This post is from 2012, two jobs and four years ago. It was originally published in Living Lutheran, but I see it didn't make the archive cut. I've always liked it so I decided to keep it alive here.
Plus I've been thinking of my mystery guest lately because of an upcoming event I'm working on (see video promo below), with guest speaker who founded a theater project for women incarcerated. More info here: https://www.facebook.com/events/1891966661030966/?active_tab=posts
The curious office guest
by Terri Mork Speirs
She telephoned me to say she needed to interview someone for her community college class on nonprofit organizations. And so we agreed to meet in my office, where I did communications and other duties as assigned for a small interfaith agency that runs a network of 12 food pantries.
She entered my office a few days later. My colleagues were all out to meetings and I’d been working in solitude until my guest appeared. Reluctantly, I set my deadlines aside and we sat together at a bistro-sized table in the corner just a few feet away from my desk. It was quiet and we were alone.
Her frame was skinny. Her voice was gravely. Her complexion was potholed. All as if she'd smoked cigarettes since she was a baby. Her hair was overly blond and kind of stringy. Yet she was well presented with a long skirt and a pretty top. We opened with chit chat. To understand her, I had to listen intently because she didn't enunciate in a way I'm used to hearing. It was almost like interpreting a heavy accent, maybe the accent one talks when they've lived hard. She seemed so earnest about fulfilling her school project.
I thought stupid, patronizing thoughts like how great it is that people like her could go to community college. I remembered how much I loved teaching community college. She ended the small talk, pulled out her notebook, and asked me questions.
"What's your mission?" she asked. I answered.
"Who do you serve?" she asked. I answered.
"Where do you get funding?" she asked. I answered.
And on with all the typical nonprofit questions, until she got to this question: "Do you have interns?" Yes, I answered. Not a lot but sometimes, I said. What are your interests? I asked.
That’s when the conversation shifted. She put her notebook down. She put her student persona down. She put her pretenses down. The energy between us changed.

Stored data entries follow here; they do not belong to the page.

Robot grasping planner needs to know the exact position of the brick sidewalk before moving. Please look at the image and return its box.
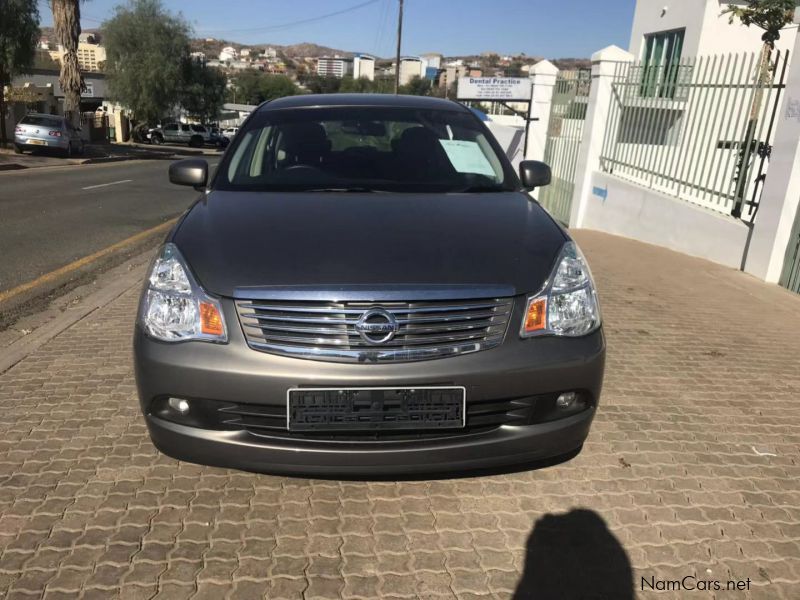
[0,232,800,600]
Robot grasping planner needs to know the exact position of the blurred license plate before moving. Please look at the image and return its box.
[286,387,466,432]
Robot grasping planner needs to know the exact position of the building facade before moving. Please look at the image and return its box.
[50,38,106,73]
[400,56,425,85]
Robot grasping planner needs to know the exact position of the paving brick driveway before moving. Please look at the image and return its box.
[0,232,800,599]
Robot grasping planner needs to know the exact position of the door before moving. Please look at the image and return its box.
[537,70,592,225]
[780,203,800,294]
[164,123,178,142]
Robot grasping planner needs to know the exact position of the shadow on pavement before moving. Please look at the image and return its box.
[514,509,634,600]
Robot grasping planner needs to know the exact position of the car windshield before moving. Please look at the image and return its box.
[20,115,61,127]
[215,106,518,192]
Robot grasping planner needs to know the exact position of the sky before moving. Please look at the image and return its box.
[39,0,635,58]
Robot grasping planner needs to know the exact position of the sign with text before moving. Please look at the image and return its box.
[458,77,531,102]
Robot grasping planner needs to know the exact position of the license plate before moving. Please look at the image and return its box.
[286,386,467,432]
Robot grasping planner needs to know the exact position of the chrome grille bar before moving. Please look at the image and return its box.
[236,298,513,362]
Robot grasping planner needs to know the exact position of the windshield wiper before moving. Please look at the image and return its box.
[450,185,508,194]
[297,186,389,194]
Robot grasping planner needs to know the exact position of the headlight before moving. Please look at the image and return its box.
[139,244,228,342]
[520,242,600,337]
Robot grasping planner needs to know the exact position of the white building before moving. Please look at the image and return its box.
[219,46,239,62]
[317,56,353,78]
[628,0,797,59]
[353,54,375,81]
[400,56,425,85]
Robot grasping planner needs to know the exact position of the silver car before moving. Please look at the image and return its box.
[14,113,85,158]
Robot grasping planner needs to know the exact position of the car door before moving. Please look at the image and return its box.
[178,123,192,144]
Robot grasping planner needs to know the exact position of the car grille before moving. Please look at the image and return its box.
[218,394,557,442]
[236,298,513,362]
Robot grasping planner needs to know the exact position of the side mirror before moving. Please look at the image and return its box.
[519,160,552,191]
[169,158,208,190]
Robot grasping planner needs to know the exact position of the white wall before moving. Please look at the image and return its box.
[628,0,704,60]
[582,172,748,269]
[629,0,797,59]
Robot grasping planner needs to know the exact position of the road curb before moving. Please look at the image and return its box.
[0,250,149,374]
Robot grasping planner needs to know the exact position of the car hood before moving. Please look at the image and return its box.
[172,191,567,297]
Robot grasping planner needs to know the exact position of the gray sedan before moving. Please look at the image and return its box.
[14,113,85,158]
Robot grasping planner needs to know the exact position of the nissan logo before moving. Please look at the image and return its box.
[355,307,400,345]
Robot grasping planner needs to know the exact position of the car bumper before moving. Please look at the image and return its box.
[134,300,605,477]
[14,136,69,150]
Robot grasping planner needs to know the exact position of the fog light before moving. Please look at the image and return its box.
[167,398,189,415]
[551,392,578,410]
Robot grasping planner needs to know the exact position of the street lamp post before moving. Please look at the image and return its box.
[394,0,403,94]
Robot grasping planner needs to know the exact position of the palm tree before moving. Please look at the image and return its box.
[50,0,85,125]
[722,0,796,219]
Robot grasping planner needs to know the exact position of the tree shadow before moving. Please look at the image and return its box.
[514,509,634,600]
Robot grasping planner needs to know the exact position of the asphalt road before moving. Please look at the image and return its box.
[0,158,206,291]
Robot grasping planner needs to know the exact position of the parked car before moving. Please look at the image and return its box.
[14,113,86,158]
[134,94,605,476]
[222,127,239,142]
[150,123,226,148]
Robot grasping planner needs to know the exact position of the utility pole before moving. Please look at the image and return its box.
[394,0,403,94]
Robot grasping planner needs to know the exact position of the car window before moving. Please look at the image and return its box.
[20,115,63,129]
[215,107,518,192]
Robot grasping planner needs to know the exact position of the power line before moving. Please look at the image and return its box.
[197,0,380,33]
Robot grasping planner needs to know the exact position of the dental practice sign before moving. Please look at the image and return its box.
[458,77,531,102]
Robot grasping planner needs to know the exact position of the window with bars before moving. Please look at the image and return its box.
[641,29,686,98]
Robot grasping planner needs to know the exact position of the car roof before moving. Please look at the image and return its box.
[258,94,468,113]
[23,113,64,119]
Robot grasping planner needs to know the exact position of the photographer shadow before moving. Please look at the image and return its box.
[514,509,634,600]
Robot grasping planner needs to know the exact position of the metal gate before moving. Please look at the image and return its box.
[538,69,592,225]
[780,210,800,294]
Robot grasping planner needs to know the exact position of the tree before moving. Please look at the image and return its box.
[180,58,228,123]
[722,0,795,50]
[0,0,39,143]
[722,0,795,218]
[50,0,86,125]
[103,0,190,122]
[400,76,431,96]
[302,74,342,94]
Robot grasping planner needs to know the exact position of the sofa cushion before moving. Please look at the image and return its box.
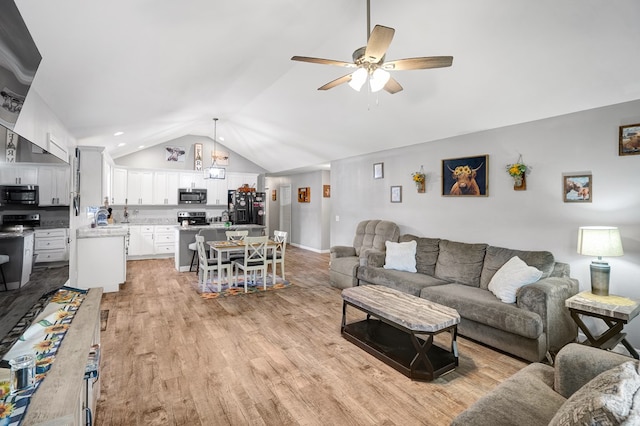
[549,361,640,426]
[480,246,555,289]
[420,284,544,339]
[384,241,417,272]
[434,240,487,287]
[358,266,447,297]
[489,256,542,303]
[399,234,440,276]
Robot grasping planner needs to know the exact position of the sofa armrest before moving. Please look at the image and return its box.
[516,277,578,351]
[553,343,633,398]
[367,250,387,268]
[329,246,356,259]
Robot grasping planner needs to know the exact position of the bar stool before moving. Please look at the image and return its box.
[0,254,9,291]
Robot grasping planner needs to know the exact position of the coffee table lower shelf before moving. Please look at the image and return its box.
[342,318,458,381]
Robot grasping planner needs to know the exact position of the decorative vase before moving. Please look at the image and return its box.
[513,174,527,191]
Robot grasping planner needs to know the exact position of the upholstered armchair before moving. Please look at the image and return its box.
[329,220,400,288]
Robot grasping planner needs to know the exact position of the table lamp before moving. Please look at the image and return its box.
[578,226,624,296]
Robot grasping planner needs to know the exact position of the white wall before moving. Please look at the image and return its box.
[331,101,640,347]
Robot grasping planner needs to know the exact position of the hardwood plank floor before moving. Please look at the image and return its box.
[95,246,526,425]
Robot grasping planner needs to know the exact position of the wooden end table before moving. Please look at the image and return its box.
[341,285,460,381]
[565,291,640,359]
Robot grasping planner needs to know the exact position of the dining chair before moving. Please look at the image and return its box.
[196,235,231,293]
[233,235,269,293]
[273,231,287,284]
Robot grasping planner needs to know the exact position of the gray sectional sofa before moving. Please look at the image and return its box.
[356,235,578,362]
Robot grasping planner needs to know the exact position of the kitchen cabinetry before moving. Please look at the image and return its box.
[129,225,154,256]
[38,166,71,206]
[34,228,69,263]
[111,167,127,205]
[127,170,153,204]
[152,172,180,206]
[0,163,38,185]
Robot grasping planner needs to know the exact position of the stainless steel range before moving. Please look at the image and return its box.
[178,212,209,225]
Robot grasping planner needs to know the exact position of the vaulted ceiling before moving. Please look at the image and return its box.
[16,0,640,172]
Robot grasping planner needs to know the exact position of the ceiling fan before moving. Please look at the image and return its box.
[291,0,453,94]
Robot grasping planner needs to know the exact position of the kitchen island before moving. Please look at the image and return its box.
[175,223,266,272]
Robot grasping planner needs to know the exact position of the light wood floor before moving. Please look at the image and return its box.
[96,247,526,425]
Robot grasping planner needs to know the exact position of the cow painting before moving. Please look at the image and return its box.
[442,156,487,196]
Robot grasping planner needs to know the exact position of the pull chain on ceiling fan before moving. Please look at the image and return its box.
[291,0,453,94]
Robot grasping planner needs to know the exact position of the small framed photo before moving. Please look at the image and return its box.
[442,155,489,197]
[562,174,593,203]
[373,163,384,179]
[391,185,402,203]
[618,123,640,155]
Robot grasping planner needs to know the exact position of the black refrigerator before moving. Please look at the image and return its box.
[228,190,267,225]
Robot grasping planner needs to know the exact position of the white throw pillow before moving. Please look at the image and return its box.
[489,256,542,303]
[384,240,418,272]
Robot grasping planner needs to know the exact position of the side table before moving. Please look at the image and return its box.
[565,291,640,359]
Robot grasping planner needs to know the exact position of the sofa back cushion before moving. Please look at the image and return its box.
[480,246,555,290]
[400,234,440,277]
[435,240,484,287]
[353,220,400,256]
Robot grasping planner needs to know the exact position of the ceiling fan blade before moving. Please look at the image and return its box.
[384,77,402,95]
[364,25,396,63]
[381,56,453,70]
[291,56,356,68]
[318,74,351,90]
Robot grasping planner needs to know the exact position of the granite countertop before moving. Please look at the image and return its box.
[76,225,129,238]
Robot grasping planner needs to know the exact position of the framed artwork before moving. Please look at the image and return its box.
[562,174,593,203]
[391,185,402,203]
[373,163,384,179]
[193,143,202,171]
[298,186,311,203]
[618,123,640,155]
[164,146,187,163]
[442,155,489,197]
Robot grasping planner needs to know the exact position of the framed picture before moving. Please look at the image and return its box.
[391,185,402,203]
[298,187,311,203]
[442,155,489,197]
[193,143,202,171]
[562,174,593,203]
[618,123,640,155]
[164,146,187,163]
[373,163,384,179]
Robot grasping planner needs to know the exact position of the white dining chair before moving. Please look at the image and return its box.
[196,235,231,293]
[273,231,287,284]
[233,235,269,293]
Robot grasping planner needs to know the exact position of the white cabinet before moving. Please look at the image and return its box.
[127,170,153,204]
[205,179,227,206]
[38,166,71,206]
[111,167,127,205]
[0,163,38,185]
[153,225,176,254]
[152,172,180,206]
[34,228,69,263]
[180,172,205,188]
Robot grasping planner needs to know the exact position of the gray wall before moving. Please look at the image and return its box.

"I'll tell you what my interests are," she said, looking straight at me, talking with confidence and conviction that she didn't exude a few moments earlier. Suddenly I could understand her words perfectly. I no longer needed to strain my ears to pick up her words and sentences. Her appearance became irrelevant because her personal power abruptly stood up tall. It was like she transformed before my very eyes.
"My interests are women who are doing prison time and who shouldn't be," she said. "I'm not saying all of them, but I'd say at least half the women in Mitchellville (nearby women’s facility) shouldn't be there. They were victims. They were defending themselves. They did drugs to escape. They shouldn't be there and there are no services for them when they get out. They get sent to a halfway house but they don't need a halfway house, they need a chance. They need to get back into the world.”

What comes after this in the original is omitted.